Open positions on the district’s website include three speech and language pathologists, a school psychologist, a psychometrist and a SPED teacher for Fairview Elementary — all positions which would serve SPED students in the district. Hickman previously told The Dispatch some of those positions had not been filled since before he came to the district.
Jones said at the meeting there were no qualified candidates to fill the positions.
Spears suggested the district could supplement the federal funding Jones’ department receives from MDE to offer a higher salary and hopefully entice more qualified candidates for those positions. However, Jones has said the SPED department is adequately funded.
Spears said he isn’t convinced. He understands MDE allocates a portion of federal SPED funds to the district based on the number of SPED students and their needs, but says the district could supplement that money with local funds to address concerns that students aren’t getting services or that positions aren’t being filled — go “over and above” the formula, he said. The district has money in reserve to do that.

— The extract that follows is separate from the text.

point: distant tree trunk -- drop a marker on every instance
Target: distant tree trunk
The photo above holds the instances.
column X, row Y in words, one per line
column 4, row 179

However, the board has not taken any action since the meeting either to address funding or the other complaints parents raised. Spears said the board has to be mindful it doesn’t overstep its bounds and do the job the administration should be doing. He plans for the board to receive an update to the SPED department in January to see how Hickman and Jones have addressed parents’ issues.
Meanwhile, Ford said she hopes to be a voice for parents of special needs children who are “bogged down” by the 24-7 job of taking care of a severely disabled child.
“I feel that we’re called on, as human beings … to care for the people that can’t necessarily care for themselves,” she said. “If we can’t care for the least of our citizens in Columbus, the ones with special needs, then we’re in trouble as a community.”